Bullying Statistics and Facts
- One out of every four students (22%) report being bullied during the school year. (National Center for Educational Statistics, 2015)
- 64 percent of children who were bullied did not report it; only 36 percent reported the bullying. (Petrosina, Guckenburg, DeVoe, and Hanson, 2010)
- More than half of bullying situations (57 percent) stop when a peer intervenes on behalf of the student being bullied. (Hawkins, Pepler, and Craig, 2001)
- School-based bullying prevention programs decrease bullying by up to 25%. (McCallion and Feder, 2013)
- The reasons for being bullied reported most often by students were looks (55%), body shape (37%), and race (16%). (Davis and Nixon, 2010
- 6% of high school students in the US report being bullied at school in the past year. 14.8% reported being bullied online. (Center for Disease Control, 2014)
- 90% of teens who report being cyberbullied have also been bullied offline. (“Seven Fears and the Science of How Mobile Technologies May Be Influencing Adolescents in the Digital Age,” George and Odgers, 2015)
The effects of bullying can affect not only a student’s ability to perform at school but lead to depression and physical ailments:
- Students who experience bullying are at increased risk for poor school adjustment, sleep difficulties, anxiety, and depression. (Center for Disease Control, 2015)

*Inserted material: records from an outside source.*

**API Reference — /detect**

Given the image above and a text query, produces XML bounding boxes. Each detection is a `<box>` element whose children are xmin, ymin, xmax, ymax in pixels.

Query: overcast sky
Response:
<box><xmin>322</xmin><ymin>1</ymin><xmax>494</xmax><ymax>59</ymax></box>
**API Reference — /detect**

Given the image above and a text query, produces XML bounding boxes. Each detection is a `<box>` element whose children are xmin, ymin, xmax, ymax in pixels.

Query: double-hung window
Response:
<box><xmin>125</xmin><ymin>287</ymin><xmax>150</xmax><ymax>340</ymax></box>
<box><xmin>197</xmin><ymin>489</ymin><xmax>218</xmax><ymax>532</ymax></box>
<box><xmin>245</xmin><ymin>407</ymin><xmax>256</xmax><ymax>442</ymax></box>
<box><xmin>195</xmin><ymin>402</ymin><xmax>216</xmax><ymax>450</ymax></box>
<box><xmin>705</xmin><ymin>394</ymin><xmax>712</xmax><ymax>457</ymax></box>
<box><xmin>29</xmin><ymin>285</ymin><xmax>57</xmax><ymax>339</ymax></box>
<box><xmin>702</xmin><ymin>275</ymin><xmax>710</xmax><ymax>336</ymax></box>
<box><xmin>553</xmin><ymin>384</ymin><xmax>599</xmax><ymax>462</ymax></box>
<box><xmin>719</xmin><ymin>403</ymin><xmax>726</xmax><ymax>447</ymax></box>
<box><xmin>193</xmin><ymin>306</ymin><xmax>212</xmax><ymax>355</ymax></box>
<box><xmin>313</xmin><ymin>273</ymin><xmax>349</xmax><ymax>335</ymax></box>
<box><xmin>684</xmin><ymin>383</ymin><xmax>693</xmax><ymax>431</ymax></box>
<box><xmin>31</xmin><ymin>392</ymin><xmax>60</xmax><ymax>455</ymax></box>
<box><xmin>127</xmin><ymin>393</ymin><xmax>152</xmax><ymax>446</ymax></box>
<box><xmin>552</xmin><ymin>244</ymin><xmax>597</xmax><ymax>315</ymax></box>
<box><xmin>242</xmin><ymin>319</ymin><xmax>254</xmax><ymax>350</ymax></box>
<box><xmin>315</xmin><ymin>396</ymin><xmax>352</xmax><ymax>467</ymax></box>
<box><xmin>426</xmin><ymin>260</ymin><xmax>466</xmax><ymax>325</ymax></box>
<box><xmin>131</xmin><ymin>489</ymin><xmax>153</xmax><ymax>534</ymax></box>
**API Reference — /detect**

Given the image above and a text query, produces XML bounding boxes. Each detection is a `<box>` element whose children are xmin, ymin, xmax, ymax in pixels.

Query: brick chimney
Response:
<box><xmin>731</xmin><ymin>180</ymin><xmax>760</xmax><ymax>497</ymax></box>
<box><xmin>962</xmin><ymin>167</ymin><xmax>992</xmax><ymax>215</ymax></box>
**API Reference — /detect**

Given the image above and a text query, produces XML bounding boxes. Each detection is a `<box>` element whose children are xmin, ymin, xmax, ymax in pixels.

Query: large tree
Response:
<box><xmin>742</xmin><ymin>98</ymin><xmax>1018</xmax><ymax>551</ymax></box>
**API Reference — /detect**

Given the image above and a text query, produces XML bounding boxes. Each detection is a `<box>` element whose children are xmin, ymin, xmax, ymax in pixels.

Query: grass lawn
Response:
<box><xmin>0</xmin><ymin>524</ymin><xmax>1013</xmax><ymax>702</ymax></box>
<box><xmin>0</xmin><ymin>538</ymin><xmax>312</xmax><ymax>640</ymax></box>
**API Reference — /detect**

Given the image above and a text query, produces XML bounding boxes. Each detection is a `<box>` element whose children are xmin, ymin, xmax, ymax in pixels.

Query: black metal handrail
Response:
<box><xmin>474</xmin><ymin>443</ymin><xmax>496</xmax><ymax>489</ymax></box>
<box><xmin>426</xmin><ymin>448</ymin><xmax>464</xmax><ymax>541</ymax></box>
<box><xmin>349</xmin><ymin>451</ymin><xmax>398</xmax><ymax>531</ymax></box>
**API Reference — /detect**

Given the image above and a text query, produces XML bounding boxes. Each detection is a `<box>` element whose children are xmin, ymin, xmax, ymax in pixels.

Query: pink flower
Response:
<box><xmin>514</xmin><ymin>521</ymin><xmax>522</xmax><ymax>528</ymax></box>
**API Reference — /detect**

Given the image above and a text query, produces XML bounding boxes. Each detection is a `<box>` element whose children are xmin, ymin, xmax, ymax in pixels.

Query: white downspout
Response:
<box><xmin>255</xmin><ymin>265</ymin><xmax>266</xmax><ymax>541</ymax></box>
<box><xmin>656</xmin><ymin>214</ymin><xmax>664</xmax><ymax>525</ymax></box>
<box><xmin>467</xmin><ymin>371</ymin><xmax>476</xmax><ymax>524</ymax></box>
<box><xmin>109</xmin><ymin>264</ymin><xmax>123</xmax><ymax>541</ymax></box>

- Students who engage in bullying behavior are at increased risk for academic problems, substance use, and violent behavior later in adolescence and adulthood. (Center for Disease Control, 2015)
- Students who are both targets of bullying and engage in bullying behavior are at greater risk for both mental health and behavior problems than students who only bully or are only bullied. (Center for Disease Control, 2015)
- Students who experience bullying are twice as likely as non-bullied peers to experience negative health effects such as headaches and stomachaches. (Gini and Pozzoli, 2013)
Parents, guardians, teachers and even siblings can help prevent bullying by talking about it. Here are some great tips from stopbullying.gov:
- Help kids understand bullying. Talk about what bullying is and how to stand up to it safely. Tell kids bullying is unacceptable. Make sure kids know how to get help.
- Keep the lines of communication open. Check in with kids often. Listen to them. Know their friends, ask about school, and understand their concerns.
- Encourage kids to do what they love. Special activities, interests, and hobbies can boost confidence, help kids make friends, and protect them from bullying behavior.
- Model how to treat others with kindness and respect.